Arthur Clarke, one of the great predictors of future discoveries, whose non-fiction essays contain analytical analysis of past, present and future of human achievements, seems to make an error concerning his analysis of human abilities:
“There are some senses that do not exist, that can probably never be provided by living structures… On this planet, to the best of our knowledge, no creature has ever developed organs that can detect radio waves or radioactivity. Though I would hate to lay down the law and claim that nowhere in the Universe can there be organic Geiger counters or living TV sets, I think it highly improbable. There are some jobs that can be done only by transistors or magnetic fields or electron beams, and are therefore beyond the capacity of purely organic structures” (Clarke 2000).
However, some humans do possess abilities to detect radio waves. For example, a 50-year old woman with Asperger syndrome has to unplug all the electrical appliances in her flat before going to bed, otherwise she would be unable to screen out the radio programmes from the switched off transistor and buzzing sounds from a (switched off but plugged in) microwave oven, for example, which at night are very “audible and annoying”. (Her partner jokes, “If a flee sneezes, she jumps.”)
Temple Grandin writes about her student Holly, “who is severely dyslexic, [and who] has such acute auditory perception that she can hear radios that aren’t turned on.
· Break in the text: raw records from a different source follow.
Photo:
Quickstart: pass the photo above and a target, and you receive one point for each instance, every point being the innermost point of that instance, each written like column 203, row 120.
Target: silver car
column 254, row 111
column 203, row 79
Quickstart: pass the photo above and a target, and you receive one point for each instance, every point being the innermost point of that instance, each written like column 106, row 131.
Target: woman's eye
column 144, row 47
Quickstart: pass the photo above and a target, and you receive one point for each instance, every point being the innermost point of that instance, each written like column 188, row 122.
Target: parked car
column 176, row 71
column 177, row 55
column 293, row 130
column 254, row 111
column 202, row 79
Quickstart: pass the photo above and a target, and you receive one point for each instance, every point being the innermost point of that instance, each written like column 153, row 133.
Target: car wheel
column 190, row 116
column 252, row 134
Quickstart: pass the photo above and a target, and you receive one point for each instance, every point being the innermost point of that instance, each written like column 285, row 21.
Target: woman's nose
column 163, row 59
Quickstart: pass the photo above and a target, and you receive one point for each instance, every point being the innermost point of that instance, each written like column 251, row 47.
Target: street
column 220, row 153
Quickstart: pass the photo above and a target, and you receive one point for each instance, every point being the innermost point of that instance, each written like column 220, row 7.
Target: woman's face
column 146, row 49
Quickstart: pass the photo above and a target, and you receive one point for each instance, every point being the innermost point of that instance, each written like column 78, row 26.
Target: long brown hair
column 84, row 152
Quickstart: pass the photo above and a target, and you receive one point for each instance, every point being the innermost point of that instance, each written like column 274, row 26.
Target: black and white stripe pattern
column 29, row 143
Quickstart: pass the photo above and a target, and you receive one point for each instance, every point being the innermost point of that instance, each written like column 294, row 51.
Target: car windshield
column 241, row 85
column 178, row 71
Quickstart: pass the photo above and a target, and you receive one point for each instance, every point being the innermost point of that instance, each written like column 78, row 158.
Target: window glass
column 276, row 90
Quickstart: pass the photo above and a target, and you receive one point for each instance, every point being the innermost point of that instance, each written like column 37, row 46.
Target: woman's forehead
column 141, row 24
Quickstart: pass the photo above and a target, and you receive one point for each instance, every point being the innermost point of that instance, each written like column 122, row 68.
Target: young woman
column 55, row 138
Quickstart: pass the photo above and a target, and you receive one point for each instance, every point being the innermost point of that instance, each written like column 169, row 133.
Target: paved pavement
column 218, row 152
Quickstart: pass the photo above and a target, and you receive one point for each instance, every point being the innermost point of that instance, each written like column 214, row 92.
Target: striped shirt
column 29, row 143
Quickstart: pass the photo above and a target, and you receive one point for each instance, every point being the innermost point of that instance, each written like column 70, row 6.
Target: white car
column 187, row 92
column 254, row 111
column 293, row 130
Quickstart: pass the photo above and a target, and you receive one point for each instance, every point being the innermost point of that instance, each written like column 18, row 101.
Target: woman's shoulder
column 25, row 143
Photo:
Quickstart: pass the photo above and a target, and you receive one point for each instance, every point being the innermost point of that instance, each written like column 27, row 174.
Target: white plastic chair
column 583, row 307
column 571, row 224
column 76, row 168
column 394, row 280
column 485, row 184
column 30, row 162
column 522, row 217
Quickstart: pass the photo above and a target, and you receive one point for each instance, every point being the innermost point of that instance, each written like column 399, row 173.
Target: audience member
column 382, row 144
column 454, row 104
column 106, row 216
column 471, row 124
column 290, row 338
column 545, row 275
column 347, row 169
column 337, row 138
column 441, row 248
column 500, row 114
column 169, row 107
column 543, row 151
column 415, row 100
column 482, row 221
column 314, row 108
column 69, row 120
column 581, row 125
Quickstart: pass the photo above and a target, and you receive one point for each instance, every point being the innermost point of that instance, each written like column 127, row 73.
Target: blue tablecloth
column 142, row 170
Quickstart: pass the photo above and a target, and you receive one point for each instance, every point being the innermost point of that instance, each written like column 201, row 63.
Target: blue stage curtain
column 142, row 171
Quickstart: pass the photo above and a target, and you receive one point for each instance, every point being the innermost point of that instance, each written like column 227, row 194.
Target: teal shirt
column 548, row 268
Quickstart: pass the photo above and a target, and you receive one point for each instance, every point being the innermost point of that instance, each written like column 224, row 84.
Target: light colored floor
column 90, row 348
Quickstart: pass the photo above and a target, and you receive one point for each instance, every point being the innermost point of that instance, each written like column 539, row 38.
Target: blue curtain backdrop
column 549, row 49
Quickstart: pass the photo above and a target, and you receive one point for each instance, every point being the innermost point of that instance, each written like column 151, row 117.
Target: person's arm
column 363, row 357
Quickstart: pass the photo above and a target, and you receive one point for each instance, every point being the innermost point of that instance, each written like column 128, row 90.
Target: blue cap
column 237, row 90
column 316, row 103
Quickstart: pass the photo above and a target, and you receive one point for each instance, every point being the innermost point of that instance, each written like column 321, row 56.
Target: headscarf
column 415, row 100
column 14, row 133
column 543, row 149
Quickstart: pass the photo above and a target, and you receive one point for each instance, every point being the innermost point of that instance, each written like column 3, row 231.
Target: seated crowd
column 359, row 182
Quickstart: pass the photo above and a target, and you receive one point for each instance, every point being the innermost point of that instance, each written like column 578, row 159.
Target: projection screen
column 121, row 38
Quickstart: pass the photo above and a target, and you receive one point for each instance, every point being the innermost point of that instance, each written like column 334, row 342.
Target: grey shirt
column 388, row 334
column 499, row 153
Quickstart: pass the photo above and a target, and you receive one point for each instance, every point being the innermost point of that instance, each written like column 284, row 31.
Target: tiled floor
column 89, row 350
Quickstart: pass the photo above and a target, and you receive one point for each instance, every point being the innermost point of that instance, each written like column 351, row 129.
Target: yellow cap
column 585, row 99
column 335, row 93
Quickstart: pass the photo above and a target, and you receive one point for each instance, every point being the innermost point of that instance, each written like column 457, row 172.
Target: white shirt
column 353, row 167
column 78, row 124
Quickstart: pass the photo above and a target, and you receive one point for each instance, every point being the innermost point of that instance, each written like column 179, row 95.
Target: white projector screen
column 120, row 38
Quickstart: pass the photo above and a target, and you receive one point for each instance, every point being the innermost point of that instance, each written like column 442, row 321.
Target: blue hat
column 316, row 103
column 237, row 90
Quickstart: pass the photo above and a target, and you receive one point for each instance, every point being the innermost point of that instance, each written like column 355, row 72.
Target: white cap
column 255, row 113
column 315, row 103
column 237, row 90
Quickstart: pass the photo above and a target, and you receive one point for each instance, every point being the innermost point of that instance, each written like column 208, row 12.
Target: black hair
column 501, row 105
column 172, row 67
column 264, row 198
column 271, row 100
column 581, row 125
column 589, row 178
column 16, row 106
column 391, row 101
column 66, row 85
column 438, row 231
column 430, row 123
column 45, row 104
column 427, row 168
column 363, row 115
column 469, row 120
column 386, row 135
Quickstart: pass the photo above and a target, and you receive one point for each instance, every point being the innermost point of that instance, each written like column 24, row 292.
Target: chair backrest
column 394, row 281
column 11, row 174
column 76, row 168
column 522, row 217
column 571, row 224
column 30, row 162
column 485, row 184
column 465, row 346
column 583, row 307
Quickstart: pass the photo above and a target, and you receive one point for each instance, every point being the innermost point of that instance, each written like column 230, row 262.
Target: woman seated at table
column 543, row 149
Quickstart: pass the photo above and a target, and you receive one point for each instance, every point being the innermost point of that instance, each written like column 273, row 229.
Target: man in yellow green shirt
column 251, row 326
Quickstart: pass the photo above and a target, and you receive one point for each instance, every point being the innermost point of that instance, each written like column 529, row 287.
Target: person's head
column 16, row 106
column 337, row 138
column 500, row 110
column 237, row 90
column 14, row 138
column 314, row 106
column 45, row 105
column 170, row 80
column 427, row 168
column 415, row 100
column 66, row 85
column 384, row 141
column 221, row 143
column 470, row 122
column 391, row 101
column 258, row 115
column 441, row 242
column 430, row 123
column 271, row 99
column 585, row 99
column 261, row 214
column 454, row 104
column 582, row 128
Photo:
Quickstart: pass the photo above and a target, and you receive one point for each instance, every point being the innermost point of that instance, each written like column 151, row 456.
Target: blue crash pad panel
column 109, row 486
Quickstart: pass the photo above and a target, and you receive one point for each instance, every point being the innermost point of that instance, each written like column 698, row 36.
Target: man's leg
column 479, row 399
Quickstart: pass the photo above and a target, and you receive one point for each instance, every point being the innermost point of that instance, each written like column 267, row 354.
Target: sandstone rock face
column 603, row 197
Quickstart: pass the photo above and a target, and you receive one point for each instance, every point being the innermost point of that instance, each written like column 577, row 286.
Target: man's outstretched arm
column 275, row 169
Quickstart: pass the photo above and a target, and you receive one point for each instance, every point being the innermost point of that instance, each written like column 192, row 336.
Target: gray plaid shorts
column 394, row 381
All appliances that are plugged in continue to draw power, even when they’re turned off. Holly can hear the tiny little transmissions a turned-off radio is receiving. She’ll say, “NPR is doing a show on lions, and we’ll turn the radio on and sure enough: NPR is doing a show on lions. Holly can hear it. She can hear the hum of electric wires in the wall. And she’s incredible with animals. She can tell what they’re feeling from the tiniest variations in their breathing; she can HEAR changes the rest of us can’t” (Grandin 2006).
These cases are not that rare as well. Quite a few individuals report that they can hear radio programmes when the radio is switched off but still plugged in, for example:
“If I want to get some more or less decent sleep I have to unplug all the electrical appliances in the house, especially radio and TV. During the day, with lots of noises and sounds in the environment it is relatively inaudible, but at night when everything is quiet, the interferences from the electrical equipment become intolerable: irritating buzzing sound of the microwave, bits and pieces of conversations or music from radio programmes (sometimes called ‘for those who’re awake’ – that is very ironic, because it is these very programmes that keep me awake!) Strangely enough, I don’t mind the fridge – it is always loud, anyway, so it seems very normal – a part of my auditory environment that is always here” (T. 2010).
Bogdashina O. (2013) Autism and Spirituality. JKP.
Clarke A. (2000) Profiles of the Future: An Inquiry into the Limits of the Possible. London: Indigo.
Grandin T. (2006) Thinking in Pictures. Bloomsbury.